The Perseid Meteor Shower Peaks This Week. Here's How To See It...

The Perseid Meteor Shower Peaks This Week. Here's How To See It...

One of the planets most famous meteor showers will soon take over the night sky and unleash up to 75 meteors every hour! 

The Perseids peak on the night of August 11-12, making for another incredible celestial event for our enjoyment in 2020. Here's what you need to know about the Perseids, how to see them and the best places to PARKIT and enjoy the show.

What are the Perseids?

The Perseids are one of the northern hemisphere's greatest celestial displays of the year. The Meteor shower will peak this Tuesday evening and will streak through the night sky announcing its annual return. But, what are they, exactly? We've got the answers: the Perseids are dust and debris from the Comet Swift-Tuttle, AccuWeather explains.

"Perseids are not only numerous, but they are also beautiful. Most of the meteors leave a glittering trail as they pass," AccuWeather Astronomy Blogger Dave Samuhel said. "They are multi-colored and many are bright."

One of the elements that make the Perseids one of the best metour showers of the year has to do with the fact that it occurs in the summertime. The summer weather brings about night-time temperatures that are rather pleasant and make for a wonderful time with friends as we watch the fireballs fly!

When are the Perseids in 2020?

The Perseid Meteor Shower will peak overnight on Tuesday and continue into the pre-dawn hours of Wednesday

The best time to view is between 11 p.m. Tuesday and 1 a.m. Wednesday. That's the darkest time of the night before the moon rises. Once the moon rises, some of the smaller meteors will be harder to see but the big, multi-color fireballs will be visible throughout the early morning hours. 

For those with earlier bedtimes, a few shooting stars will be visible around 9 p.m. local time, depending on how far along the sunset is in your specific area.

The Perseid Meteor Shower. Here's How To See It...

How do I watch the Perseids?

The Perseids can be seen by the naked eye and are much easier to see than the Comet Neowise. Meteors will be visible all over the sky, so don't worry about looking in a specific direction. Just look up!

If weather conditions are not favorable in your area, NASA will stream the show on Facebook live from Marshall Space Flight Center in Huntsville, Alabama.

Here are a few of PARKIT's tips for watching this years show:

    • Check the latest forecast. If patchy clouds are expected, prepare to be patient and wait for breaks. Clouds will shield our view of the upper atmosphere so clear skies are a must for optimal viewing!
    • Find an area with low light pollution. If you live in a city, consider traveling to an area with less light.
    • Kick back in your favorite outdoor chair to enjoy the show.
    • Avoid looking at your phone and other light sources as this will mess with your eyes' ability to adjust to the darkness. Also, try to keep the moon out of your line of sight as best you can.

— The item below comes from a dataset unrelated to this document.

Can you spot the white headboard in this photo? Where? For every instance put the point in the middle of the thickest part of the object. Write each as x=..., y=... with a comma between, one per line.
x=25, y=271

Where's the best place to watch the Perseids?

No matter where you reside in the Lower 48 states of the US, you'll have a chance to catch some of the meteors — weather permitting. There is no specific place in the sky to look, either. We advise finding a rather dark location, away from city light pollution, and allow your eyes to adjust. Once that's dialed in, simply look up and enjoy the show!